There was no doubt that he knew I’d seen him. He reacted, then he moved toward me. I grabbed Owen’s hand and dashed across the street, dodging traffic. When Earl turned to see what was wrong, he, too, couldn’t help but react to the gray guy chasing us.

They knew we knew, and they weren’t going to stop until they’d made sure we were back under their thrall. I wasn’t about to stand for that. “Run!” I shouted to Earl as I took off, dragging a protesting Owen behind me.

Chapter Seventeen

 

My only plan was to not get caught. That wasn’t a great plan, but I figured I had nothing to lose. The results were likely to be the same, either way, but if I ran, I had a slightly better chance of not being caught and reset. If I didn’t run, it was inevitable.

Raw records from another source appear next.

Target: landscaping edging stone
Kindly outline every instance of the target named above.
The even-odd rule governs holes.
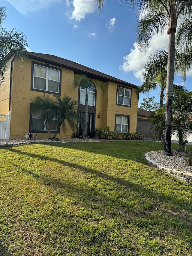
[[[171,169],[170,168],[165,168],[160,165],[159,164],[155,163],[151,160],[149,157],[149,153],[152,153],[155,151],[150,151],[147,152],[145,154],[145,158],[148,161],[150,165],[155,168],[157,168],[163,171],[164,172],[172,176],[187,183],[190,183],[192,185],[192,175],[189,174],[188,173],[181,172],[179,171]]]

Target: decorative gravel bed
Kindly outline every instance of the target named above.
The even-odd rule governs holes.
[[[191,167],[188,165],[187,158],[182,152],[172,150],[175,156],[164,155],[164,151],[149,152],[148,157],[158,165],[175,170],[188,173],[192,173]]]

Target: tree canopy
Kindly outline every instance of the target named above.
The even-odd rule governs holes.
[[[7,17],[7,10],[0,7],[0,85],[4,80],[7,70],[7,53],[21,56],[22,65],[27,56],[28,47],[26,37],[23,33],[13,28],[9,31],[3,28],[2,24]]]

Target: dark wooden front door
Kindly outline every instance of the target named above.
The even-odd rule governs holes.
[[[88,113],[88,122],[87,127],[87,136],[90,136],[94,129],[94,113]],[[85,112],[82,112],[80,129],[82,130],[84,127],[85,120]]]

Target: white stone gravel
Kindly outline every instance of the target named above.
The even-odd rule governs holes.
[[[187,158],[182,152],[172,150],[175,156],[169,156],[164,155],[164,151],[156,151],[148,152],[148,157],[158,165],[175,170],[192,173],[191,167],[187,165]]]

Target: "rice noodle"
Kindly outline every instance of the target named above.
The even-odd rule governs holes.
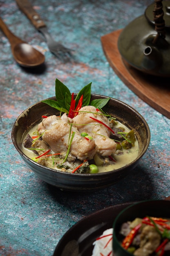
[[[100,239],[97,239],[93,244],[94,247],[93,251],[92,256],[99,256],[103,255],[107,256],[113,256],[112,253],[112,237],[113,229],[106,229],[99,237]],[[108,236],[107,236],[108,235]],[[104,237],[102,237],[105,236]],[[109,254],[111,252],[111,253]]]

“What’s going on? Why are we running?” Owen asked, but to his credit, he didn’t stop running. My urgency must have been contagious.

“I’ll explain later,” I said, panting.

With his much longer legs, Earl loped easily ahead of us, clearing a path down the sidewalk. We needed enough distance from our pursuers for us to duck inside a building and hide before they noticed where we’d gone.

A glance over my shoulder told me that I didn’t have nearly enough room to maneuver. They were closing fast, and I was sure others would arrive soon. I needed to act now.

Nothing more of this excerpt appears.